Dutch Title Case

Dutch sentence-style titles: first word and proper nouns capitalised

Convert titles and headings to correct Dutch capitalisation, where only the first word and proper nouns take a capital and articles, prepositions, and common nouns stay lowercase. Handles the Dutch IJ digraph and a custom proper-noun list. Runs in your browser.

How does Dutch capitalise titles?

Dutch uses sentence-style capitalisation for titles: only the first word and any proper nouns get a capital letter. Articles like de and het, prepositions like van and op, conjunctions like en, and ordinary nouns all stay lowercase in the middle of a title, unlike English headline case.

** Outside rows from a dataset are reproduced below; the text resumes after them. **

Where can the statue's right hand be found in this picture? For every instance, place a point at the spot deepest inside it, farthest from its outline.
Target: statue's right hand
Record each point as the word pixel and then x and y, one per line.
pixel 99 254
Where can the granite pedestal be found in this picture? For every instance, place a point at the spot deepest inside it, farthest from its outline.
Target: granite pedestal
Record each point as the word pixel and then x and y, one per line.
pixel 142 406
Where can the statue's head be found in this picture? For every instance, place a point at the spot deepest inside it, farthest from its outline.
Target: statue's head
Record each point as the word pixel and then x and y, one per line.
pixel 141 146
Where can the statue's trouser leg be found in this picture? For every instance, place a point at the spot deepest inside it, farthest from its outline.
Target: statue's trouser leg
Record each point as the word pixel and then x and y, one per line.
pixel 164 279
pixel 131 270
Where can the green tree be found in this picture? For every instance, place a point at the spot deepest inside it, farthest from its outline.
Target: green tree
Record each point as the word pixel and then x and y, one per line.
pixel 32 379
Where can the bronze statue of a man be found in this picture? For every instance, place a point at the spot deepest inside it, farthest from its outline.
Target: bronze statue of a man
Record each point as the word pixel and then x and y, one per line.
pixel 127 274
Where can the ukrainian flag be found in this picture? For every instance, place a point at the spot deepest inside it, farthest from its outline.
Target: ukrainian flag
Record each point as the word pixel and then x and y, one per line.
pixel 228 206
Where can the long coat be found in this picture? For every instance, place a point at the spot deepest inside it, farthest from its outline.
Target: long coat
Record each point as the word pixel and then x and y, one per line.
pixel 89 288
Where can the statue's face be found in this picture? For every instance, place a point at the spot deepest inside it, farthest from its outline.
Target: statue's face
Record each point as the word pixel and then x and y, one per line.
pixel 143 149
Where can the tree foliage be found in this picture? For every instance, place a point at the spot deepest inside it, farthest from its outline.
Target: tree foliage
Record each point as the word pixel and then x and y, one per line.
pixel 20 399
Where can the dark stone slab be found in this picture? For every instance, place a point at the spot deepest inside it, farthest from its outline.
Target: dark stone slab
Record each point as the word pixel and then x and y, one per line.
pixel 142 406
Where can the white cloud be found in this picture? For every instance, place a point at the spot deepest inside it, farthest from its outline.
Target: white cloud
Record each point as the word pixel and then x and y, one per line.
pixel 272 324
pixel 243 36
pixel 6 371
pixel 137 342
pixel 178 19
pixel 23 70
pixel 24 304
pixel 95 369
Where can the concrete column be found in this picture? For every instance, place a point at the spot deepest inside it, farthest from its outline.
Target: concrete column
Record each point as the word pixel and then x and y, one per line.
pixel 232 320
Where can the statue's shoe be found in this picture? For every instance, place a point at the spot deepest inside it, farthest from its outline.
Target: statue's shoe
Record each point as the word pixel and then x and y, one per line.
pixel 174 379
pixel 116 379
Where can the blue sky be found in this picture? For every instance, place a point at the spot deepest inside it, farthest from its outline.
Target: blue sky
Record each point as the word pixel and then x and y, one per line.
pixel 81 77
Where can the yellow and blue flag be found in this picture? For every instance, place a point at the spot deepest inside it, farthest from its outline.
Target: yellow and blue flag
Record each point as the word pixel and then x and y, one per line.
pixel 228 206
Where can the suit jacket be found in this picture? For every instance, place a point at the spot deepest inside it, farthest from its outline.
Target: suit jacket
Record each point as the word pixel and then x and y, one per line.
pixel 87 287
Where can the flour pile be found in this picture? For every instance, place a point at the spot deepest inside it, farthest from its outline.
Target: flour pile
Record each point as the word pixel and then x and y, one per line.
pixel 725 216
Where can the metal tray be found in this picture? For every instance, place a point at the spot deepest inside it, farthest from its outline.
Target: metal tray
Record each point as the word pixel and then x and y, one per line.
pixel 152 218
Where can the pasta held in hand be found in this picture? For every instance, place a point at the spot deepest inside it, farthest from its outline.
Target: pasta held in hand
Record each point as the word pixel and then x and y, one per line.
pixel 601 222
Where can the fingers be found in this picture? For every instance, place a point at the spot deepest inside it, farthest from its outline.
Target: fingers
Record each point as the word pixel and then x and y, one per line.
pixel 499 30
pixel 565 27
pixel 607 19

This tool converts a Dutch title or heading to correct Dutch capitalisation. Dutch does not use English-style headline case where almost every word is capitalised. Instead it uses sentence case, and getting that right makes titles look native rather than translated.

How it works

The tool lowercases the title and then capitalises only two things: the first word, and any word identified as a proper noun. Everything else — articles, prepositions, conjunctions, and common nouns — stays lowercase:

de reis naar ijsland en terug  ->  De reis naar IJsland en terug

Notice two details in that example. The first word de is capitalised because it leads the title. And ijsland becomes IJsland: the Dutch digraph ij is one letter, so both characters capitalise together. Proper nouns are detected either from a custom list you provide or by preserving words you already typed with a capital.

Tips and example

Add place names, brand names, and people’s names to the proper-noun list so they survive the lowercasing, for example Amsterdam or Nederland. Keep the preserve-capitals option on if you have already capitalised names correctly in your draft. If you turn that option off, every mid-title word lowercases unless it is in your list, which is useful for cleaning up text that was wrongly title-cased in English style.